2. AMP v. Myriad. On December 16th, the ACLU team petitioned for cert. after the Fed. Cir. invalidated Myriad’s broadest diagnostic method claims as “abstract ideas” but upheld the validity of the claims to isolated BRAC2 DNA sequences as patentable chemical moieties. (See Posts of July 29th and July 31st on the split Fed. Cir. decision.) I posted on one paper indicating that such “DNA claims” have almost no impact on diagnostic medicine and have noted that the loss of the diagnostic method claim threatens the future of claims directed to personalized medicine. Actually, while the ACLU has stated that they are not challenging the patentability of methods of medical treatment, a loss in Prometheus would put patents on simple diagnostic methods that measure biomarkers like PSA or anti-HIV antibodies squarely in the sights of the anti-patent folks. You betcha!
1. Of course, the America Invents Act. In my post of Sept. 13th, I noted that this “patent reform” law contains 11 new ways to limit patent protection and enough ambiguity to keep patent attorneys and commentators busy for a decade.
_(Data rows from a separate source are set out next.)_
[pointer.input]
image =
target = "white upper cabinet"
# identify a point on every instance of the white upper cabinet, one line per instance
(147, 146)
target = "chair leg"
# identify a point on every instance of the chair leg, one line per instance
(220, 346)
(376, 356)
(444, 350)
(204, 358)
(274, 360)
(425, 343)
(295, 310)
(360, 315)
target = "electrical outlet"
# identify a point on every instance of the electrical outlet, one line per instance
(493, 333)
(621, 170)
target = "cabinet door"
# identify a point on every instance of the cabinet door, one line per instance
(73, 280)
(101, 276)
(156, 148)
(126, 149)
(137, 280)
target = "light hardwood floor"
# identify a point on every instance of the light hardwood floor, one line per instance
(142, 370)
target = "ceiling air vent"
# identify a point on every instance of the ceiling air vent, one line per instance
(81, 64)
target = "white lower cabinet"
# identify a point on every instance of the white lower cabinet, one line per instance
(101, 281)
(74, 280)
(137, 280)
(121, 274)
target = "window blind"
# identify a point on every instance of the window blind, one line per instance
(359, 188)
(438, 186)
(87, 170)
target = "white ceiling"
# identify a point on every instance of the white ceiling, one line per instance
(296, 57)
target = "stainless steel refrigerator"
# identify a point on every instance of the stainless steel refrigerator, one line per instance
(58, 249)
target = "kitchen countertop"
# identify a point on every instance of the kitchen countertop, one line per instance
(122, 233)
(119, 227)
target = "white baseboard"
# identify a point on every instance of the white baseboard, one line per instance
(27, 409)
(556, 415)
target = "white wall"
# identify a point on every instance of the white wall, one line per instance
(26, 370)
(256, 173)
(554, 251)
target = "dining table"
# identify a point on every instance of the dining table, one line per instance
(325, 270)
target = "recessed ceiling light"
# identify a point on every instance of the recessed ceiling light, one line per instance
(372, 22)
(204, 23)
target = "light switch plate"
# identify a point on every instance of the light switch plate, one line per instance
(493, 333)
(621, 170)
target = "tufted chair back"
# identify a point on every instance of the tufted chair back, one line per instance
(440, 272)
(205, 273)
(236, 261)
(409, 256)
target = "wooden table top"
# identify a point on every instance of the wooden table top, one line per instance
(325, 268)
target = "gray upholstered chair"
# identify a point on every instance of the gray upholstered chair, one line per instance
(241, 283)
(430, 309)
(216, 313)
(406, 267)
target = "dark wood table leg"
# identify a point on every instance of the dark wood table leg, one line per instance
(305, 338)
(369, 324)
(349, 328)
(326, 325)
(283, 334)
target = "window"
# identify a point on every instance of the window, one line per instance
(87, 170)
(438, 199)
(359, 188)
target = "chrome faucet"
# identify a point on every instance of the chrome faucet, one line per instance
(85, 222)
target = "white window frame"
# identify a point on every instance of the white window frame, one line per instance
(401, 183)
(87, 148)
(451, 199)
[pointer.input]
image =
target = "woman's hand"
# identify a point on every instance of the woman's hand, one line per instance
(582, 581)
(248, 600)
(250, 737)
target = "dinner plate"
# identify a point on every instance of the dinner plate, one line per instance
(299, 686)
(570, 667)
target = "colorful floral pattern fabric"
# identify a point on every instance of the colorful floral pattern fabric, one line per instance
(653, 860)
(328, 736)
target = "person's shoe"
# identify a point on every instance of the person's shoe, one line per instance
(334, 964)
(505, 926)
And why couldn’t the first-to-file (already being called “first-to-publish” by some writers) provisions more closely mirror the EPC? Don Chisum has already written a book-length treatise on the changes in the laws controlling priority claims alone. The proposed regulations on the first provisions to go into effect were to be published in January, but with all the personnel changes of late, I wouldn’t bet on it. (Other Posts; Sept. 12th and Sept. 20th.)
Well, 2012 is certain to meet the standard of the Chinese curse, “May you live in interesting times.”